A história começa inocente, como tantas polêmicas modernas: uma imagem no Instagram. Neymar, então no auge da glória pelo PSG, compartilhou o clique romântico, e pronto – o algoritmo do mundo cuidou do resto. De um paraíso preservado, o local se transformou em um point obrigatório para selfies. Filas de até uma hora sob o sol escaldante, drones zumbindo sobre tartarugas marinhas, mergulhadores amadores chutando corais frágeis.

"Era um lugar mágico, agora é um caos de pegadas e lixo fotogênico", desabafa um guia local à reportagem do UOL, que acompanhou a superlotação nos últimos anos. O arquipélago, tombado pela Unesco como Patrimônio Natural e Cultural da Humanidade desde 2001, recebe anualmente cerca de 100 mil visitantes – limite imposto para proteger sua biodiversidade única, lar de mais de 20 mil focas e aves endêmicas. Mas o 'Buraco do Neymar' quebrou as regras: o acesso desordenado erodiu trilhas, poluiu recifes com protetores solares químicos e estressou a vida subaquática, com relatos de golfinhos fugindo de multidões barulhentas.

Grito de alerta

A interdição, anunciada em nota oficial pelo ICMBio, não é punição isolada, mas um grito de alerta em uma ilha que já sangra sob o peso do turismo. "A pressão antrópica comprometeu a integridade ecológica das piscinas naturais, essenciais para a reprodução de espécies marinhas", explica o comunicado, citando estudos que apontam para a morte de corais em 30% da área afetada. Especialistas como o oceanógrafo Fábio Homs, da Universidade Federal de Pernambuco, vão além: "É o clássico dilema do overturismo.

Noronha vive de visitantes, mas sem regulação, vira vítima do próprio sucesso. O 'efeito Neymar' acelera o que o aquecimento global já ameaça". Críticos, porém, miram no craque: posts nas redes sociais acusam o jogador de "invadir e descartar", comparando-o a outros influenciadores que renomeiam paraísos para lucrar likes.
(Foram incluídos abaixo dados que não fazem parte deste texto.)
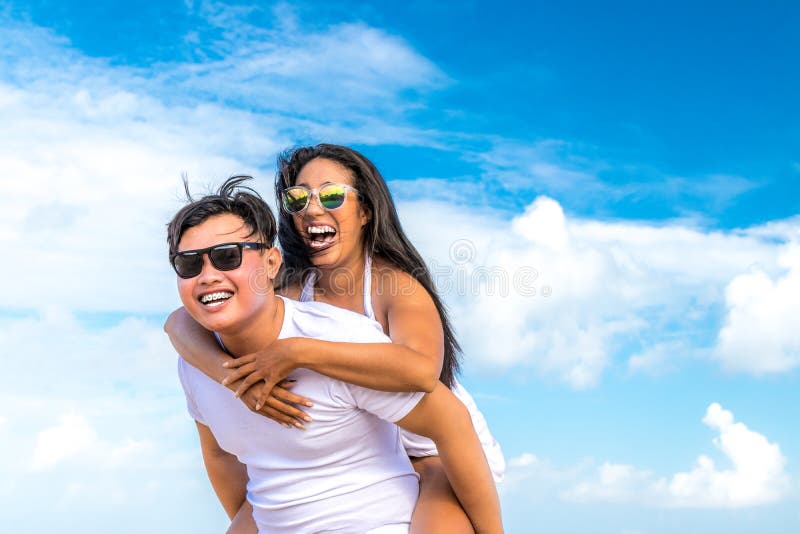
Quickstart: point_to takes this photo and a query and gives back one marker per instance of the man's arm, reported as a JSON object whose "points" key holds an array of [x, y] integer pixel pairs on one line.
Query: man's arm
{"points": [[444, 419], [228, 476]]}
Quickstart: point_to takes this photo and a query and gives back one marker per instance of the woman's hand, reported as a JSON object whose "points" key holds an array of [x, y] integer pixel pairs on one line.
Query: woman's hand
{"points": [[280, 406], [271, 365]]}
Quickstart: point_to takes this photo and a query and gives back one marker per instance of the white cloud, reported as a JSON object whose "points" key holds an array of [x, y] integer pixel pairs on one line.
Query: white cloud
{"points": [[102, 146], [756, 476], [564, 295], [72, 435], [763, 319]]}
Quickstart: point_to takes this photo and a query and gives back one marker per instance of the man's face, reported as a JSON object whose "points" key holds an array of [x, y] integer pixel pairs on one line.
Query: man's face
{"points": [[227, 301]]}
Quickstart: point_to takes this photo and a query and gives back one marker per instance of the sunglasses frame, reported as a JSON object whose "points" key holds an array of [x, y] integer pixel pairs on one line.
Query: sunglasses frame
{"points": [[200, 252], [315, 193]]}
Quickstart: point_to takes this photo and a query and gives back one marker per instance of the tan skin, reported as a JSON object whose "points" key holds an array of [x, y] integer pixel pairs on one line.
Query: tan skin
{"points": [[405, 310]]}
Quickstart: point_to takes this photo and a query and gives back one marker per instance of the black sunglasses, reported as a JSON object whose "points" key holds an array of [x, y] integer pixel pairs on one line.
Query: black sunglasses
{"points": [[225, 257]]}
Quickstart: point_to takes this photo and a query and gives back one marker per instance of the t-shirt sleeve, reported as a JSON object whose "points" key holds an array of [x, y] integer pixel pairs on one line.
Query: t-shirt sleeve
{"points": [[388, 405], [191, 405]]}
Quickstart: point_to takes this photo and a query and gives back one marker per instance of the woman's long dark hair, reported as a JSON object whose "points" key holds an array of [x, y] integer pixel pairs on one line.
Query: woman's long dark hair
{"points": [[383, 235]]}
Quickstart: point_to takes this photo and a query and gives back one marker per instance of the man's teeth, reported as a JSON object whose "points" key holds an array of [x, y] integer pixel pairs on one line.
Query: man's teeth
{"points": [[215, 299]]}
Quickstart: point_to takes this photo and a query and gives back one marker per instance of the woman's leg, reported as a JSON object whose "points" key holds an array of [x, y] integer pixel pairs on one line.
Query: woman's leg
{"points": [[438, 510]]}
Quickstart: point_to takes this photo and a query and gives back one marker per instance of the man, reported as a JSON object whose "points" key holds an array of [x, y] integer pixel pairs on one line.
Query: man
{"points": [[347, 472]]}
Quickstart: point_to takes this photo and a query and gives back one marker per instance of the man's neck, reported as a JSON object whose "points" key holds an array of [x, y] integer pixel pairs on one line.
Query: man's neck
{"points": [[257, 333]]}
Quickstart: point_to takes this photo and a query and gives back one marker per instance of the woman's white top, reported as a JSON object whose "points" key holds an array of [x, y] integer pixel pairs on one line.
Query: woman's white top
{"points": [[416, 445]]}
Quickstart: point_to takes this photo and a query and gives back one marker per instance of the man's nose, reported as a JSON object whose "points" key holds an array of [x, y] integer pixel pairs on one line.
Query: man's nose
{"points": [[209, 274]]}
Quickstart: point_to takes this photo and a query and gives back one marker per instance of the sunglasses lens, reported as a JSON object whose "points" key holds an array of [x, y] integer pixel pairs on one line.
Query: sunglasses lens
{"points": [[295, 199], [188, 265], [226, 257], [331, 196]]}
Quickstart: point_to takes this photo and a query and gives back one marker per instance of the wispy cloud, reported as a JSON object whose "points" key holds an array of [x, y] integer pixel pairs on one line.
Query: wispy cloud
{"points": [[756, 476]]}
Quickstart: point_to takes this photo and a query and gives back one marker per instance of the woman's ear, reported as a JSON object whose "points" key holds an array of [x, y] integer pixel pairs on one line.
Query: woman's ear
{"points": [[272, 262], [365, 214]]}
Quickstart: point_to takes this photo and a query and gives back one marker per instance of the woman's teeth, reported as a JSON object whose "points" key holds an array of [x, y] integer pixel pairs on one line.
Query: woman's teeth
{"points": [[320, 236], [215, 299]]}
Neymar, que não se pronunciou até o momento, já foi alvo de debates semelhantes – de festas em cruzeiros a projetos de luxo no Nordeste que flertam com a privatização de praias.

Mas o 'Buraco do Neymar' não é só sobre um atleta; é um espelho da contradição brasileira. Fernando de Noronha, com suas 21 ilhas intocadas, gera R$ 100 milhões anuais em ecoturismo, mas cobra o preço em multas ambientais e comunidades locais espremidas. A taxa de preservação, de R$ 97 por turista (brasileiro), mal cobre os danos. Ativistas como o coletivo Noronha Viva pedem mais: "Queremos visitantes, não invasores. Hora de multar quem transforma patrimônio em playground particular". Enquanto isso, a Praia do Sueste, vizinha e já interditada para banhos por tubarões – ironia da natureza reafirmando seu território –, serve de lembrete. O arquipélago resiste, mas por quanto tempo?

A interdição pode durar meses, ou anos, dependendo de relatórios de recuperação. Para os fãs de Neymar, é uma ferida aberta; para o meio ambiente, uma trégua necessária. Em Noronha, o mar sussurra lições antigas: o que se quebra com um clique, leva gerações para curar. E enquanto o sol se põe sobre águas agora vazias, o buraco – de pedra e de memória – permanece, esperando quem o respeite de verdade.